Europe's struggles make blue chip stocks cheap

This is a good time to make money off of someone else's misfortune.

One of the best, but rarely followed, rules of investing is to buy when things look bleak. Blue chip stocks in the euro zone are down 5.5 percent since it became clear in mid-April that Greece needed help to prevent it from defaulting on its debt. Some economists speculate that the bailouts of Greece and Ireland mean that the euro won't last much longer.

Investors are waiting to see whether the European Central Bank takes additional steps this week to prevent Europe's financial crisis from spreading to Spain and Italy. That uncertainty has created stock bargains. You may not find the same parade of once-in-a-lifetime deals as during the 2008-2009 financial crisis when General Electric Co. traded as low as $7.06 (it closed at $16.78 on Friday). But the broad retreat from anything associated with Europe means that there are easy pickings.

Take French oil giant Total SA. It has fallen 21 percent this year and is trading at a price-earnings ratio of only 8.3. "The company has become incredibly inexpensive," says Cody Dick, an analyst with Dreyfus Worldwide Growth, a $430 million mutual fund that is buying Total. "When you look at the stock compared to its peers it's been unjustifiably discounted."

At $51.34, the stock costs about what it did during the financial crisis in October 2008. It comes with a dividend yield of 4.9 percent. Competitor BP PLC, meanwhile, doesn't offer a dividend.

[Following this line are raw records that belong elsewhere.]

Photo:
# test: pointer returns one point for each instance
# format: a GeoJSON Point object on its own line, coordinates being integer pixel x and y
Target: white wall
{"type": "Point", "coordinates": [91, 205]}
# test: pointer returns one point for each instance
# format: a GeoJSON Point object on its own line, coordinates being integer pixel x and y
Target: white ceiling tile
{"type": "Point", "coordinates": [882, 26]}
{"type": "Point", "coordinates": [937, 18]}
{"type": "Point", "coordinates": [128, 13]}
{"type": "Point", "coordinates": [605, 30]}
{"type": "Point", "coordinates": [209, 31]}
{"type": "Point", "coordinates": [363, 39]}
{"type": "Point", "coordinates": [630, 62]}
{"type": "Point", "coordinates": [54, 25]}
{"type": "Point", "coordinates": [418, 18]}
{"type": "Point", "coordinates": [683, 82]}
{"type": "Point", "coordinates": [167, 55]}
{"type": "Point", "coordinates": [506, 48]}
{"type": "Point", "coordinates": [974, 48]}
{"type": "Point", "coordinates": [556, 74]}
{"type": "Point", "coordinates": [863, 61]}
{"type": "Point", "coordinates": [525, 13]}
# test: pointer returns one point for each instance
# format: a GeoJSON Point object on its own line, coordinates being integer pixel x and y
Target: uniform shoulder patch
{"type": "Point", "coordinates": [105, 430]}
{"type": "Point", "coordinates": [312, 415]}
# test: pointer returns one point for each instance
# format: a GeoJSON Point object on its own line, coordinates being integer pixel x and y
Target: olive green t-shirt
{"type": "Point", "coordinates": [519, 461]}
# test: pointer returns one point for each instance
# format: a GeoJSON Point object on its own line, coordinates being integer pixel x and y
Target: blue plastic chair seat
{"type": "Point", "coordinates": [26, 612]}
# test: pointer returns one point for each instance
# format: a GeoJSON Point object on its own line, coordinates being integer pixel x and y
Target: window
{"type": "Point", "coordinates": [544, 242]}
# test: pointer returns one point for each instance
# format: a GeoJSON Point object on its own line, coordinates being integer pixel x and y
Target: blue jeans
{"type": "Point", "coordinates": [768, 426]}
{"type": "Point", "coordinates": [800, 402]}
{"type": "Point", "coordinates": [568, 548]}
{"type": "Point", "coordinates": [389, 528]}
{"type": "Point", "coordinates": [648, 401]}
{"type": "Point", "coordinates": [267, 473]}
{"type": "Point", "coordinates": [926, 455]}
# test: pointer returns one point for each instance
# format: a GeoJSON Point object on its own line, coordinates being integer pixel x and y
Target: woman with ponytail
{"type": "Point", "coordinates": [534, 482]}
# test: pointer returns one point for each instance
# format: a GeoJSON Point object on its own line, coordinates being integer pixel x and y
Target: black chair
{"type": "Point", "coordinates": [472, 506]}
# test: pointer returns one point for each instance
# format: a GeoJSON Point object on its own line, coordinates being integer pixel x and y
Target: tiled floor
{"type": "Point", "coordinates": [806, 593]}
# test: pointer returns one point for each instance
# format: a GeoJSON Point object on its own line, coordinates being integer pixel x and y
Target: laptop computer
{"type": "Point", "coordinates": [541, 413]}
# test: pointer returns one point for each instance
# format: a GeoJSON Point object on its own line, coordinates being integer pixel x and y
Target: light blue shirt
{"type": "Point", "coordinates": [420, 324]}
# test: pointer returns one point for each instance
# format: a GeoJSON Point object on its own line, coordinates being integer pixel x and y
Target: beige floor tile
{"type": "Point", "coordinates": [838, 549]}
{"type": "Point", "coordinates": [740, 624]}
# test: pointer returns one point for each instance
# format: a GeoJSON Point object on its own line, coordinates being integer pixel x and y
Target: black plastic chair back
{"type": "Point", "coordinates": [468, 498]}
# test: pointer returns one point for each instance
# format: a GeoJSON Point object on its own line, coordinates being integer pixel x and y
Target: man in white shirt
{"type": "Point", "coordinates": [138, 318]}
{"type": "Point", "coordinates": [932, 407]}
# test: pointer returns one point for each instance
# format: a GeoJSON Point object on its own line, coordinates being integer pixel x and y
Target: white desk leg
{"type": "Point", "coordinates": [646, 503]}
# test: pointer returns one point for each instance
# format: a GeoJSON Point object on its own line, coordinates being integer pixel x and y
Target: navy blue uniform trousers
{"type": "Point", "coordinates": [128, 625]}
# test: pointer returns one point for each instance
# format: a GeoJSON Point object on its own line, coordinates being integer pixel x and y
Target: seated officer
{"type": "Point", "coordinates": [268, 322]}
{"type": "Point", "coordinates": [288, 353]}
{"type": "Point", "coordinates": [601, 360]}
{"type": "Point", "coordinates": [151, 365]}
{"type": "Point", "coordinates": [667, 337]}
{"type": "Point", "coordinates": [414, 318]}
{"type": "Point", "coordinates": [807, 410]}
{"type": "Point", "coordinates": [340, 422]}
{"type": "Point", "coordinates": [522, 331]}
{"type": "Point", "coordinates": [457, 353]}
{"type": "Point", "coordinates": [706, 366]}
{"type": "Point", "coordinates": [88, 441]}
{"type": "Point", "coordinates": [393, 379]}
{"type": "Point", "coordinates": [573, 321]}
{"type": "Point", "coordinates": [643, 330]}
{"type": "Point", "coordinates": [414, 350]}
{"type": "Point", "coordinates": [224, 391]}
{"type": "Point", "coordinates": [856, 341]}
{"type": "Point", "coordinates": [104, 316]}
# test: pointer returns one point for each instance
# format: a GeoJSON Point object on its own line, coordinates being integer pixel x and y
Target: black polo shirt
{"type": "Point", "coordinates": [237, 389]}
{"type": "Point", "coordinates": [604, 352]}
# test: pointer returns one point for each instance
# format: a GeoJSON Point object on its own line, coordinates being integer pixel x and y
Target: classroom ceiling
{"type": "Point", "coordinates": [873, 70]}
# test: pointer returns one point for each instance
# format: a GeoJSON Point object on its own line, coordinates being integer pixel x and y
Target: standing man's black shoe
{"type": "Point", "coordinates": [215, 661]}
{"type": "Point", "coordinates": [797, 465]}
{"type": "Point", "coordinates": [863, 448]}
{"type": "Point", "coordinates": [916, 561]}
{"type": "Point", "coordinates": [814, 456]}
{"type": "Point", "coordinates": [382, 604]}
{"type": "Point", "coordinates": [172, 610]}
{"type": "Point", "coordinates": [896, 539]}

Though Total has its headquarters in France, its revenues are global. It drills for oil around the world and can expand regardless of the weak European economy.

Like a parachute strapped onto the back of a runner, concerns that Europe's problems will spread have held back stocks that should have performed better. Britain's Diageo, the world's largest booze company and parent of brands like Johnnie Walker, Jose Cuervo and Guinness, rose 4.3 percent this year.

That is less than half the gain of the broad U.S. stock market, which rose 9.8 percent this year as retail spending increased. The U.S. also happens to be Diageo's most profitable market. Its operating margins here top 35 percent, well above the 20 percent operating margin it averages globally. It recently lowered its prices on its premium brands, which should send sales higher.

Diageo costs $72.67, which is about the same price it did in October 2008. The company is reasonably priced at a 17.5 price-earnings ratio and offers a 4.1 percent dividend yield. That's more than the 3 percent yield offered by a 10-year Treasury bond.

If buying alcohol companies rubs you the wrong way, then you can find a bargain with a staid phone operator. Concerns that Spain will be the next country to need a bailout have pushed the country's stock market down 10 percent over the last month. Telefonica S.A. is down 14 percent over the same time. It costs $69.45 and trades at an 8.8 price-earnings ratio.

While the company operates phone lines and cellular phone networks in Spain, more than 60 percent of its customers live in expanding markets in Latin America. Telefonica is also the second largest wireless company in the United Kingdom and has a large number of customers in Germany and the Czech Republic.

Investors aren't buying Telefonica because they are too fixated on Spain's problems, says Jim Moffett, who manages the $6.9 billion Scout International Fund.

His description of the company could apply to other European blue chips.

"There is more growth there than the market is giving them credit for," he says. "We like them not because they're Spanish but in spite of the fact that they're Spanish. It's a good company in a troubled country."